The Donald-Trump-like Caesar has gold locks and wears long ties.
Calpurnia is draped and peals Slovenian reprise.
The poet Cinna is attacked and murdered by the mob;
the whole a rather strange concocted irony kebob;
because the drama shows similitudes to brutal truth,
assassination by the actors, hints of John Wilkes Booth.
The tyrant has become a god, republic overthrown,
and ever-present threat of mob dictatorship is shown.
Cawb Edius Reel is a drama and film critic.
Of note are the following lines from Shakespeare’s “Julius Caesar”:
Cinna the Poet: Truly, my name is Cinna.
First Plebian: Tear him to pieces. He’s a conspirator.
Cinna the Poet: I’m Cinna the poet. I’m Cinna the poet.
Fourth Plebian: Tear him for his bad verses, tear him for his bad verses.
Cinna the Poet: I am not Cinna the conspirator.
Fourth Plebian: It is no matter. His name’s Cinna.
Pluck but his name out of his heart, and turn him going.

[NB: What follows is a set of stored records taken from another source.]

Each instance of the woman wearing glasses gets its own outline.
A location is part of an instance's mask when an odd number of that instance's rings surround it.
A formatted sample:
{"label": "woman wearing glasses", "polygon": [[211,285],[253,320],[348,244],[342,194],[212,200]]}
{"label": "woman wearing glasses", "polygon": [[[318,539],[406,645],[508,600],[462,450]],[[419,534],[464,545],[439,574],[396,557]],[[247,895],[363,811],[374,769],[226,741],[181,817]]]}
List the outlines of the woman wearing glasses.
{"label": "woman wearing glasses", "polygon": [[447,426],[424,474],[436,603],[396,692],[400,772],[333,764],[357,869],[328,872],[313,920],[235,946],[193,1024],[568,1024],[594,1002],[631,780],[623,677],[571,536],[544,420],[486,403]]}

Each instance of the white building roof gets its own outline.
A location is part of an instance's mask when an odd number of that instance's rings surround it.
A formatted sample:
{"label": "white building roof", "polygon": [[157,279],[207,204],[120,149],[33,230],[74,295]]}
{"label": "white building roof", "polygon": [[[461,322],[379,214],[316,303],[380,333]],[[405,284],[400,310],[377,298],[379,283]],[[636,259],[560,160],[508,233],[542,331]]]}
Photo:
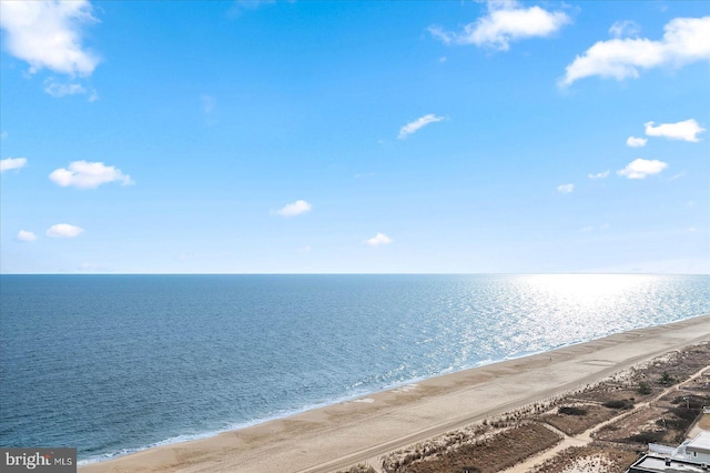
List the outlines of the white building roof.
{"label": "white building roof", "polygon": [[700,432],[693,440],[688,442],[686,451],[710,453],[710,432]]}

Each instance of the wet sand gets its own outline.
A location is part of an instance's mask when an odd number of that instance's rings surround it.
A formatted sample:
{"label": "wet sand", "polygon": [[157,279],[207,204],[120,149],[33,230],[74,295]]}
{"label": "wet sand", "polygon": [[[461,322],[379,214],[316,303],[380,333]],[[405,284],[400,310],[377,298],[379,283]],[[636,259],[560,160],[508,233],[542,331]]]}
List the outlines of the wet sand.
{"label": "wet sand", "polygon": [[466,370],[291,417],[80,467],[94,472],[329,472],[594,383],[710,340],[710,315]]}

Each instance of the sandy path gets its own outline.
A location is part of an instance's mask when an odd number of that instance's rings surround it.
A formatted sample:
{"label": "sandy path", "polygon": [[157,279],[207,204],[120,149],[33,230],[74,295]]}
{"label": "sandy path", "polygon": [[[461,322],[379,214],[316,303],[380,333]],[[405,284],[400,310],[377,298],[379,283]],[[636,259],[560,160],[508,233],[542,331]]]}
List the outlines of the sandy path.
{"label": "sandy path", "polygon": [[[668,393],[670,393],[672,391],[678,391],[680,388],[682,388],[683,385],[690,383],[696,378],[701,376],[708,370],[710,370],[710,366],[706,366],[706,368],[699,370],[698,372],[692,374],[690,378],[688,378],[682,383],[672,385],[670,388],[666,388],[663,391],[661,391],[660,394],[653,396],[653,399],[651,399],[650,401],[641,402],[641,403],[635,405],[633,409],[631,409],[629,411],[625,411],[625,412],[620,413],[619,415],[615,415],[613,417],[595,425],[594,427],[580,433],[579,435],[567,435],[565,432],[562,432],[562,431],[560,431],[558,429],[555,429],[551,425],[545,425],[545,426],[554,430],[555,432],[559,433],[560,435],[562,435],[562,441],[560,443],[558,443],[557,445],[555,445],[554,447],[551,447],[550,450],[546,450],[545,452],[541,452],[541,453],[528,459],[527,461],[525,461],[523,463],[518,463],[517,465],[514,465],[514,466],[511,466],[511,467],[509,467],[507,470],[504,470],[501,473],[527,473],[532,467],[546,462],[547,460],[549,460],[552,456],[557,455],[559,452],[561,452],[565,449],[568,449],[570,446],[586,446],[586,445],[590,444],[591,442],[594,442],[594,437],[591,435],[595,432],[599,431],[605,425],[612,424],[612,423],[615,423],[615,422],[617,422],[617,421],[619,421],[619,420],[621,420],[623,417],[627,417],[627,416],[631,415],[632,413],[635,413],[636,411],[638,411],[640,409],[648,407],[649,405],[658,402],[658,400],[660,400],[661,397],[663,397]],[[693,436],[694,435],[692,435],[692,432],[691,432],[690,437],[693,437]]]}
{"label": "sandy path", "polygon": [[594,383],[710,339],[710,315],[467,370],[211,439],[81,467],[93,472],[329,472]]}

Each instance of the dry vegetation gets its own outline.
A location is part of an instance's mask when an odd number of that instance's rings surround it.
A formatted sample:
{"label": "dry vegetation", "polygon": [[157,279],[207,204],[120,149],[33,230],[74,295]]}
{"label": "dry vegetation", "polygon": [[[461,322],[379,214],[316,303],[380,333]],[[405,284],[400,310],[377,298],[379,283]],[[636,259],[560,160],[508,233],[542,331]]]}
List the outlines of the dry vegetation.
{"label": "dry vegetation", "polygon": [[678,388],[708,360],[710,342],[672,352],[565,396],[393,452],[383,457],[383,471],[499,472],[559,443],[561,431],[594,441],[567,447],[530,472],[625,472],[649,442],[680,443],[702,405],[710,405],[710,372]]}
{"label": "dry vegetation", "polygon": [[[530,422],[483,436],[475,443],[465,443],[445,452],[423,456],[419,450],[388,464],[387,472],[435,473],[463,472],[495,473],[513,466],[540,449],[549,449],[561,440],[560,435],[539,423]],[[508,452],[499,457],[499,452]],[[426,459],[422,461],[422,459]]]}

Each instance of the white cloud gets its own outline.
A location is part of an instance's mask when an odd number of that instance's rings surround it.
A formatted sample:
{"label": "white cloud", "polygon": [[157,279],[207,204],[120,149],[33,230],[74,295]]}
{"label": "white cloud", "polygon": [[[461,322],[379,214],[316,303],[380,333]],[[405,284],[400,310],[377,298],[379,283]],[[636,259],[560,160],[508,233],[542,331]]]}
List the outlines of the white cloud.
{"label": "white cloud", "polygon": [[296,217],[301,215],[302,213],[310,212],[312,208],[313,205],[311,205],[305,200],[297,200],[295,202],[287,203],[283,207],[283,209],[277,210],[275,213],[281,217]]}
{"label": "white cloud", "polygon": [[379,246],[381,244],[389,244],[393,241],[394,240],[386,234],[377,232],[375,236],[371,238],[369,240],[365,240],[365,244],[369,246]]}
{"label": "white cloud", "polygon": [[631,20],[617,21],[609,28],[609,34],[615,38],[636,37],[639,32],[641,27]]}
{"label": "white cloud", "polygon": [[47,229],[47,236],[52,238],[74,238],[83,233],[84,229],[69,223],[58,223]]}
{"label": "white cloud", "polygon": [[589,179],[606,179],[609,177],[609,171],[597,172],[596,174],[588,174]]}
{"label": "white cloud", "polygon": [[429,123],[436,123],[437,121],[444,120],[444,117],[436,117],[434,113],[429,113],[428,115],[420,117],[413,122],[409,122],[399,129],[399,134],[397,139],[404,140],[409,134],[415,133],[420,128],[426,127]]}
{"label": "white cloud", "polygon": [[26,242],[31,242],[37,240],[37,235],[32,232],[28,232],[26,230],[20,230],[20,232],[18,233],[18,240],[20,241],[26,241]]}
{"label": "white cloud", "polygon": [[625,175],[627,179],[646,179],[647,175],[658,174],[666,168],[668,168],[668,164],[663,161],[639,158],[617,171],[617,174]]}
{"label": "white cloud", "polygon": [[507,51],[511,41],[548,37],[570,22],[561,11],[519,8],[516,1],[489,1],[488,14],[468,23],[460,33],[446,32],[439,27],[430,27],[429,32],[447,44],[476,44]]}
{"label": "white cloud", "polygon": [[98,21],[87,0],[3,1],[0,27],[10,54],[27,61],[30,73],[47,68],[90,76],[99,59],[81,44],[80,26]]}
{"label": "white cloud", "polygon": [[58,169],[49,174],[49,179],[65,188],[72,185],[79,189],[94,189],[108,182],[120,181],[122,185],[132,184],[133,181],[120,169],[105,165],[102,162],[74,161],[69,163],[69,169]]}
{"label": "white cloud", "polygon": [[560,87],[591,76],[638,78],[639,69],[680,68],[710,59],[710,17],[676,18],[665,27],[663,38],[615,38],[599,41],[567,66]]}
{"label": "white cloud", "polygon": [[44,92],[59,99],[67,95],[75,95],[79,93],[87,93],[87,89],[80,83],[59,83],[53,79],[48,79],[44,82]]}
{"label": "white cloud", "polygon": [[0,172],[10,171],[11,169],[24,168],[27,158],[7,158],[0,160]]}
{"label": "white cloud", "polygon": [[[710,24],[708,26],[710,28]],[[679,121],[678,123],[661,123],[658,127],[653,127],[653,122],[649,121],[643,123],[646,127],[646,134],[649,137],[663,137],[669,140],[683,140],[697,143],[700,141],[698,134],[706,131],[693,119]]]}
{"label": "white cloud", "polygon": [[629,137],[626,139],[626,145],[631,148],[643,148],[648,140],[646,138]]}

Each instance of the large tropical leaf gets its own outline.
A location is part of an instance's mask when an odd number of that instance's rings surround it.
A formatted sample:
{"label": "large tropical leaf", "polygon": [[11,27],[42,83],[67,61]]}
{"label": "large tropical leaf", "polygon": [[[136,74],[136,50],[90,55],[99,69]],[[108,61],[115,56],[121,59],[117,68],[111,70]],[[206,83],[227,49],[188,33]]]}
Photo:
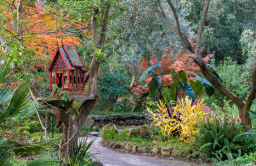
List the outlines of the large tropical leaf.
{"label": "large tropical leaf", "polygon": [[200,97],[204,94],[204,84],[201,83],[199,80],[196,80],[196,81],[193,81],[189,80],[190,87],[192,88],[193,91],[195,93],[195,95],[196,95],[197,97]]}
{"label": "large tropical leaf", "polygon": [[194,99],[195,93],[190,86],[186,82],[184,84],[180,84],[180,87],[182,91],[186,93],[191,100]]}
{"label": "large tropical leaf", "polygon": [[207,64],[208,70],[213,74],[214,75],[217,79],[218,79],[222,83],[224,83],[223,80],[221,79],[221,77],[220,77],[220,75],[218,73],[218,72],[214,70],[214,68],[210,64]]}
{"label": "large tropical leaf", "polygon": [[201,77],[196,77],[196,79],[204,84],[205,92],[209,96],[211,96],[214,93],[215,89],[208,80],[202,79]]}
{"label": "large tropical leaf", "polygon": [[171,101],[175,101],[176,98],[176,87],[172,86],[168,87],[164,86],[161,92],[162,96],[166,104],[169,104]]}
{"label": "large tropical leaf", "polygon": [[154,98],[158,93],[158,89],[161,86],[161,79],[157,75],[154,75],[149,83],[149,96]]}
{"label": "large tropical leaf", "polygon": [[148,68],[140,77],[139,81],[143,81],[145,79],[146,79],[147,77],[148,77],[150,73],[157,70],[160,66],[160,63],[157,63]]}
{"label": "large tropical leaf", "polygon": [[0,89],[0,105],[10,101],[11,97],[10,91],[4,89]]}
{"label": "large tropical leaf", "polygon": [[30,84],[26,82],[20,84],[14,91],[8,102],[8,106],[0,112],[0,121],[7,117],[15,116],[22,112],[27,112],[33,110],[35,105],[28,102],[29,87]]}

Gaius Helvius Cinna was a neoteric poet who was mistakenly killed at Caesar’s funeral according to several ancient sources. Catullus praised his poem “Zmyrna,” nine harvests and nine winters in the making. Here is a 100-syllable prose piece out of the cahiers of Aedile Cwerbus, a lover of Latin verse:
“Cinna’s Zmyrna, like Gray’s Elegy, took a decade to compose; and now no book contains it. Nobody can decode its recondite lines, less read than German Lit’s Opitz or Lycophron’s Alexandra, containing prophesies of Cassandra; because it has vanished permanently. Only it and its author’s name gently occur occasionally, out of reach, on the sands of time’s ever rolling beach.”